The current price structure of corn and soybean futures markets indicate positive carry in both markets and raises the question of whether producers should make decisions about grain sales. The decision by producers to store corn or soybeans should be determined by the returns to storage.
There will be a lot of corn around this fall. USDA projects about sixteen-and-half billion bushels when you add what’s leftover from last year to this year’s harvest. It is projecting about four-point-eight billion bushels of soybeans. That’s a lot of both crops, but University of Illinois agricultural economist Todd Hubbs isn’t worried about running out of space to store it. In fact, the market is urging farmers to go ahead and store both crops at the moment by pricing futures contracts for later in the year a bit higher than the nearby months. The difference is called the carry says Hubbs.
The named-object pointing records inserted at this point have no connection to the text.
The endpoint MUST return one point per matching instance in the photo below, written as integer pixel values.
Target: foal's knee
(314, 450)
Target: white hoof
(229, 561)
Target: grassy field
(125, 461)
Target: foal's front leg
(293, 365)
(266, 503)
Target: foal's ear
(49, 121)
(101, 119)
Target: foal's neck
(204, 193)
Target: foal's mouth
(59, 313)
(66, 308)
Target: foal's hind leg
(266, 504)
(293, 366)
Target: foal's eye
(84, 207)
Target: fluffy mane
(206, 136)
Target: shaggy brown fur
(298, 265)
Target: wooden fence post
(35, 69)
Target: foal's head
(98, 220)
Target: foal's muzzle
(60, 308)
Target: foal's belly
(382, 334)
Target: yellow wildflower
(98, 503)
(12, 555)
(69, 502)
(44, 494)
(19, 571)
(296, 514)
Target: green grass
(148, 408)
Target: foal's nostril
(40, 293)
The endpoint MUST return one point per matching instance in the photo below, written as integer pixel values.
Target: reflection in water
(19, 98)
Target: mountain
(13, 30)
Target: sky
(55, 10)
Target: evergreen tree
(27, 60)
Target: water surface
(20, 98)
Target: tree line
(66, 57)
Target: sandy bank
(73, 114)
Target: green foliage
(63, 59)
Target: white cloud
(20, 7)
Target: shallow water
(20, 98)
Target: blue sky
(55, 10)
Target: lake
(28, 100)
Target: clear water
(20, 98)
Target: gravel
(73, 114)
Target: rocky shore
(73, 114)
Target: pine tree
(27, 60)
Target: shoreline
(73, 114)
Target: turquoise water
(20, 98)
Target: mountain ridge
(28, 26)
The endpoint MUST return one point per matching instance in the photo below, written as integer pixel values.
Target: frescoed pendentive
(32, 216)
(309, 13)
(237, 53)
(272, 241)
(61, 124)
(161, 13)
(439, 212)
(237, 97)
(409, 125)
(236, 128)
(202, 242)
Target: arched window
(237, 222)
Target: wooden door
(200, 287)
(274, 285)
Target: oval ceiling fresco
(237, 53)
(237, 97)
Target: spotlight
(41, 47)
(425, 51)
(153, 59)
Having said that, he says the carry probably doesn’t pay out for commercial storage like you would see for on-farm storage, but there is a nice carry in the market for both crops.
The carry probably doesn’t pay out for commercial storage like you would see for on-farm storage, but there is a nice carry in the market for both crops. - Todd Hubbs, University of Illinois
Harvest bids says Hubbs for corn and soybeans possess a weak basis. This means the difference between the futures price in Chicago and the local cash prices across the nation are generally wider than normal. In central Illinois, for example, that bid is about 7 cents wider than usual. It seems there could be some room for improvement.
When we look at the fundamentals of the corn and soybean markets they’ve been poor says Hubbs, “We are looking at higher yields than expected and large crops in South America. Still, on the corn side, it looks like demand through the 2017/18 marketing year should be really good. Ethanol grind will be really strong, exports should be there especially at these price points, and I believe feed usage should be up across the board. I think there is some strength in corn demand.”
Demand for soybeans may be a slightly different story. However, the domestic crush has been strengthening and exports to China remain super strong. The ag economist explains, “when we think about storing into next year and hedging the storage, basis is a real issue. This is particularly true in Illinois. This year we should see a typical basis pattern for corn because of the supply and demand factors. There may be a lot of basis risk in soybeans. There is really no discernible pattern for spring basis in soybeans. Some years we have a positive basis. This year we had a really weak basis for soybeans. So, I think there is a lot of basis risk when you think about storing and hedging soybeans and you should take that into consideration.”
The uncertainty surrounding corn and soybean yield projections for 2017 says Todd Hubbs may encourage a patient approach to pricing crops. By storing corn and soybeans unpriced, one holds an expectation of prices increasing by more than the cost of owning and storing them. Over the short term, significantly higher prices require a large reduction in the production forecasts by the USDA on September 12 or October 12. Over a longer horizon, higher prices may occur if demand is stronger than currently forecast. Southern hemisphere crop problems could also materialize to provide a price increase.